Mother’s Day is that one precious day of the year when a mom doesn’t have to feel guilty about being lazy or doing whatever she wants. I cherish it. I especially cherish it because my daughter’s birthday is May 10th and I’m always entertaining family or friends the Saturday evening before. But on that Sunday, I do nothing and enjoy it. When my kids were young, I was stressed and needed a break, so my husband would take them away for the afternoon. Now that they’re older, we go on outings as a family. Sometimes it’s for a hike. Sometimes it’s to a museum. This year it was to a particularly special place for me: the Bellevue Botanical Garden. Botanical gardens always make me happy.
Years ago when I was in horticulture school, I worked for a quarter at the Bellevue Botanical Garden. It was a field practicum class with hands-on training. That was a fun time. I made a close friend and learned about rare plants I’d otherwise not have access to. Back then in the early 2000s, the cultivated areas weren’t as large and polished as they are today.

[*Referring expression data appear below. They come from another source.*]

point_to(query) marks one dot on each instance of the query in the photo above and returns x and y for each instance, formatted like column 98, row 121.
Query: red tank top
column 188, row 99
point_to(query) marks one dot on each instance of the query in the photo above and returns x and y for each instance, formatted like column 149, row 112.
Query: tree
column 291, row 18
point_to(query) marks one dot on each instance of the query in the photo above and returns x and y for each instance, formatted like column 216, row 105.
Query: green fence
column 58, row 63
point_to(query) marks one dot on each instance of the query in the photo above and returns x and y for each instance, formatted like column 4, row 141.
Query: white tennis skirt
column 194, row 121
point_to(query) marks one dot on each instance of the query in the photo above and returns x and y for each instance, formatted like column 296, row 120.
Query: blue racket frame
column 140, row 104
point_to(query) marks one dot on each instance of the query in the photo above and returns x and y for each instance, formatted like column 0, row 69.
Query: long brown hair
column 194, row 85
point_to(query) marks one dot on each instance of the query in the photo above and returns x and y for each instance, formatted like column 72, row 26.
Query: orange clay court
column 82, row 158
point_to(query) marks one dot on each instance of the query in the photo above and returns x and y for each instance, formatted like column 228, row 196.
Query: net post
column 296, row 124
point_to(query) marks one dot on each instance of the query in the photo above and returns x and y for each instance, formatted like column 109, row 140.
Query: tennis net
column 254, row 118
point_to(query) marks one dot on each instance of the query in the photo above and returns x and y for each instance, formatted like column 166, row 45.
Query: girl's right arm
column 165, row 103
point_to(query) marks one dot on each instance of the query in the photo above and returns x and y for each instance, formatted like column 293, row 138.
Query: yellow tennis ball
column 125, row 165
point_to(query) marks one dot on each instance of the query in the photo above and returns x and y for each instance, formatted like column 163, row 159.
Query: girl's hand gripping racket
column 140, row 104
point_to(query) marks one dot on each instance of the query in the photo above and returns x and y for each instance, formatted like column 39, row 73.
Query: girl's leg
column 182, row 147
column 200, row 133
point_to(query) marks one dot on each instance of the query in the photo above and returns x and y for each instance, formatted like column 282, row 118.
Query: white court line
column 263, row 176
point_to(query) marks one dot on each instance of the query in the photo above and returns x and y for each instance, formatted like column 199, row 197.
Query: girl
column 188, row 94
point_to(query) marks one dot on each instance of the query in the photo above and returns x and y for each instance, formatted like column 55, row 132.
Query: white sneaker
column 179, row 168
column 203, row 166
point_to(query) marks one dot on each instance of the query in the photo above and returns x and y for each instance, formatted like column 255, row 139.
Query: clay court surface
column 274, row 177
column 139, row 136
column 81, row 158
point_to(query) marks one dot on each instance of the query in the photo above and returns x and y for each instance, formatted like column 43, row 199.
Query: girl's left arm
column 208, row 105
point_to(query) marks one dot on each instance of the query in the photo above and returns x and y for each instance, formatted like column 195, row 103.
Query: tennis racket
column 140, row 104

Now there are several more mini-gardens within the larger 36-acre site: a rock garden, a native habitat, waterfalls, sculptures, fuchsia and rhododendron gardens, even a suspension bridge. The perennial border in particular is spectacular. While it used to be a giant slope featuring a riot of yellow and maroon plants, it’s now more of a blended soft palette punctuated by unusual trees and shrubs. There are gravel paths and benches and broad gentle steps. It’s a sophisticated, visually interesting retreat.

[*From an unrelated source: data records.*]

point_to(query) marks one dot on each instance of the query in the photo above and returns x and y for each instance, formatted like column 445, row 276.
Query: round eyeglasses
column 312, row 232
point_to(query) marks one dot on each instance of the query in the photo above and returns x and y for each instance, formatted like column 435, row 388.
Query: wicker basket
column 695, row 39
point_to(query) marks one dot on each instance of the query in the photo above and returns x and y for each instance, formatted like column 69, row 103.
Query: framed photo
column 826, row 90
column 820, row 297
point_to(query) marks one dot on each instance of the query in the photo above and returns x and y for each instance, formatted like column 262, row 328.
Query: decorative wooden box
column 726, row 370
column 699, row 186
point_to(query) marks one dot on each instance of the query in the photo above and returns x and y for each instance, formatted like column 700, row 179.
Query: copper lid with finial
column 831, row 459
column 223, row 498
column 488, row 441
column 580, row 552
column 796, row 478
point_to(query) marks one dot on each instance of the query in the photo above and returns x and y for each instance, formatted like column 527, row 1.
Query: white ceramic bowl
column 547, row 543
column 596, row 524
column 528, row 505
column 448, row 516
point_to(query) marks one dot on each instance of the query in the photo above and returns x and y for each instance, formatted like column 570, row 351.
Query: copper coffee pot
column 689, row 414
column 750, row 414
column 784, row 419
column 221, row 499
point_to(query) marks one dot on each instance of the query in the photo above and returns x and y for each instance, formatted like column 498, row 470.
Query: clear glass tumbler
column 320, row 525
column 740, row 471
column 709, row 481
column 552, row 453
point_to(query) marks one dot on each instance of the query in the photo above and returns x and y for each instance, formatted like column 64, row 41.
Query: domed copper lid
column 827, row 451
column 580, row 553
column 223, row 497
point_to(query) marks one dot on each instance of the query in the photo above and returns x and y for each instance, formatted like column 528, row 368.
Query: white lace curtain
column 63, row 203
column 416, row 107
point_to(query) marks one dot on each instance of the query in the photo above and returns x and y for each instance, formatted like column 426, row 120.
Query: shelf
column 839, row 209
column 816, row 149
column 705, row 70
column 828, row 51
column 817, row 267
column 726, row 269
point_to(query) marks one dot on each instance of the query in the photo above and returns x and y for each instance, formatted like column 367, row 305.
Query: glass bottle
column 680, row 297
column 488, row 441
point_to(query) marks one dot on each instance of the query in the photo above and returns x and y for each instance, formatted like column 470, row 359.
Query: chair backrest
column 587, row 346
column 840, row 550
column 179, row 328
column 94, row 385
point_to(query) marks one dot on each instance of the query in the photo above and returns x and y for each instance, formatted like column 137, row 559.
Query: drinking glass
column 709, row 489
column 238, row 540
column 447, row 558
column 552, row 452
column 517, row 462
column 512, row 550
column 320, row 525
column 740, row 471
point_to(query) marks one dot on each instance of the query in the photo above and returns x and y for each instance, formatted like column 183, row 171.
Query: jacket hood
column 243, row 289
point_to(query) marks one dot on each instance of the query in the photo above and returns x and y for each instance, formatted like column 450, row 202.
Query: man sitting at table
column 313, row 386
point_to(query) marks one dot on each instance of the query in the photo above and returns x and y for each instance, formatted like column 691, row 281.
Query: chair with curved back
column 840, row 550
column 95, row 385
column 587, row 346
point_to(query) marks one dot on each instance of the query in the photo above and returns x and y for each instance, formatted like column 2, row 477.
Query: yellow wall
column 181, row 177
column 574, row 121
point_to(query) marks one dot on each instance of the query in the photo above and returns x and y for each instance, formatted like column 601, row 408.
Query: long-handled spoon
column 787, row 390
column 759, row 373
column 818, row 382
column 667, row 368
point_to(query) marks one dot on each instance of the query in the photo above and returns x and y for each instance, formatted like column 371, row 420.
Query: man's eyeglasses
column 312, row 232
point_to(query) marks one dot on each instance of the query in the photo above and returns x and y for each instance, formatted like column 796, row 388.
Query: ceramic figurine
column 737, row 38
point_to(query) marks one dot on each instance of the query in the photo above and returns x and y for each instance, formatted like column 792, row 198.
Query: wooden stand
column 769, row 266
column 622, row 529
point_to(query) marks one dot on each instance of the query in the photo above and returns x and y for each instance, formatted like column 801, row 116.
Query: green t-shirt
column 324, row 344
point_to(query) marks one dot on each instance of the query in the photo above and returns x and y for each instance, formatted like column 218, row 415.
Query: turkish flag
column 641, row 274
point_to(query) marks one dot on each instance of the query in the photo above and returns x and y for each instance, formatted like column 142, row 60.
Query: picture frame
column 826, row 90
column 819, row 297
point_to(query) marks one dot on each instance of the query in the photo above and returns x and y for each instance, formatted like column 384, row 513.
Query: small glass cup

After two hours of strolling and staring at plants in awe, I left the BGG feeling wholly relaxed. I went home to my somewhat weedy and somewhat inviting garden, wishing for a crew of volunteers, inspired to create my own little botanical retreat.
The Perennial Border
The kids loved these decorative alliums, huge pom poms that pop with purple color.

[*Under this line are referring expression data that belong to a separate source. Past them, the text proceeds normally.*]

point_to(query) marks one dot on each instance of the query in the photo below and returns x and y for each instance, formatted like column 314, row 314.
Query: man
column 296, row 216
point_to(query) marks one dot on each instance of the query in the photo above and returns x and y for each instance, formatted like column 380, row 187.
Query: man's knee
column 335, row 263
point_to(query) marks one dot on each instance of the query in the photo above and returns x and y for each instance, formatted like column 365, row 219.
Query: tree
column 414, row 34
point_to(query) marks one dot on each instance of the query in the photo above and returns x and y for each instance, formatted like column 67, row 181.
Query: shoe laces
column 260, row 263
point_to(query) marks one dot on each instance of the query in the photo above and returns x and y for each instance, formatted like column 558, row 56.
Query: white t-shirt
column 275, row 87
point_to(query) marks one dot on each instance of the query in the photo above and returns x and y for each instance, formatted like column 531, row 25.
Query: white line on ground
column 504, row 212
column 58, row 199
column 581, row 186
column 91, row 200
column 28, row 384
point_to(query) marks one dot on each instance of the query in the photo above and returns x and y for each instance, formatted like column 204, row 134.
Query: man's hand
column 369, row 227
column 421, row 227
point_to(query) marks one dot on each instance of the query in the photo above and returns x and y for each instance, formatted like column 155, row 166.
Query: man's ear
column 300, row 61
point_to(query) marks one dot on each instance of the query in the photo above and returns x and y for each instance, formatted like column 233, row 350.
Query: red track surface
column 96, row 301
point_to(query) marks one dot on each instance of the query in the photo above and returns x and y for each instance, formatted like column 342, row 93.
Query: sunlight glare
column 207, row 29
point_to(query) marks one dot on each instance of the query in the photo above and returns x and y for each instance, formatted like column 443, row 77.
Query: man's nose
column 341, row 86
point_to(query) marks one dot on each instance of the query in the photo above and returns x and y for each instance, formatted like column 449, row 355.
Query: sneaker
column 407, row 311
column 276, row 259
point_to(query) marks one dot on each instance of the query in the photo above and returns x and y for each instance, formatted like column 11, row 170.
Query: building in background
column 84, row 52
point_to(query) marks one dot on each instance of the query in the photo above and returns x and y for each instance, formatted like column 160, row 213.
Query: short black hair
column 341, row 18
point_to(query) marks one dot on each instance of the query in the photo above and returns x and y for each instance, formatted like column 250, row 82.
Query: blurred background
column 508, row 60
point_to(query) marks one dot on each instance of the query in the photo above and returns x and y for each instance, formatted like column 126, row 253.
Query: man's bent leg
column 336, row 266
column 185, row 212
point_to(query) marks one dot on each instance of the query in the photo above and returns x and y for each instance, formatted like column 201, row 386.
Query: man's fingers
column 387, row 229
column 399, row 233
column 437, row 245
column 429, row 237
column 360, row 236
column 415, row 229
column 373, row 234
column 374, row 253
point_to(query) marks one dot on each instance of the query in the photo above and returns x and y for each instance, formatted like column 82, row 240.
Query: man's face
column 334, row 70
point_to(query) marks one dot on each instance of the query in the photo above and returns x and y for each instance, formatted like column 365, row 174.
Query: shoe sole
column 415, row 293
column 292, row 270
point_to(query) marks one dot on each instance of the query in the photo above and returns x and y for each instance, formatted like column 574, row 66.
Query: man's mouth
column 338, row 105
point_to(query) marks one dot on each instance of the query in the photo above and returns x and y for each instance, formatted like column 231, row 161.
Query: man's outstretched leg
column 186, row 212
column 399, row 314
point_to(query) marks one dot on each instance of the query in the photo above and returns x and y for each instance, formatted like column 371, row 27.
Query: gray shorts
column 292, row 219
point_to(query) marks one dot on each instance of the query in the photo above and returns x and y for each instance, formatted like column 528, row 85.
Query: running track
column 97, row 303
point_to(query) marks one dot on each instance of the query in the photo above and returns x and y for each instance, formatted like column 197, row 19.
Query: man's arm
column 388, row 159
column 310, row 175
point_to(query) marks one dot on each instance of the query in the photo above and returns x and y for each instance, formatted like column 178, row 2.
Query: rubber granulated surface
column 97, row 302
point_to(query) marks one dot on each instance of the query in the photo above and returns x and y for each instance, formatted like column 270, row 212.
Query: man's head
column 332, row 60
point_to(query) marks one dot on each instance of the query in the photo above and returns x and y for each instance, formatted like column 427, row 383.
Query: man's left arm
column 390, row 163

The architecture of these cairns is rustic and a blunt contrast to the surrounding plants.
Native Discovery Garden
Mahonia, darmera, sword ferns, and hellebores surround the waterfall area.
Persicaria pokes at blue hostas in the native garden area.
These stone risers lead one toward those blooming rhododendrons.
Boulders offer great architecture in any garden, especially surrounded by ferns and logs as here.
The Ravine Experience
The suspension bridge was a big hit with the kids.
The final feature of the Bellevue Botanical Garden is that it’s free, so is parking. It’s open daily from dawn to dusk. In winter, Garden d’Lights, the famous display of Christmas lights sculpted into oversized plants runs through December. The library at the Visitor Center is worth a visit if you’re a hardcore plant geek.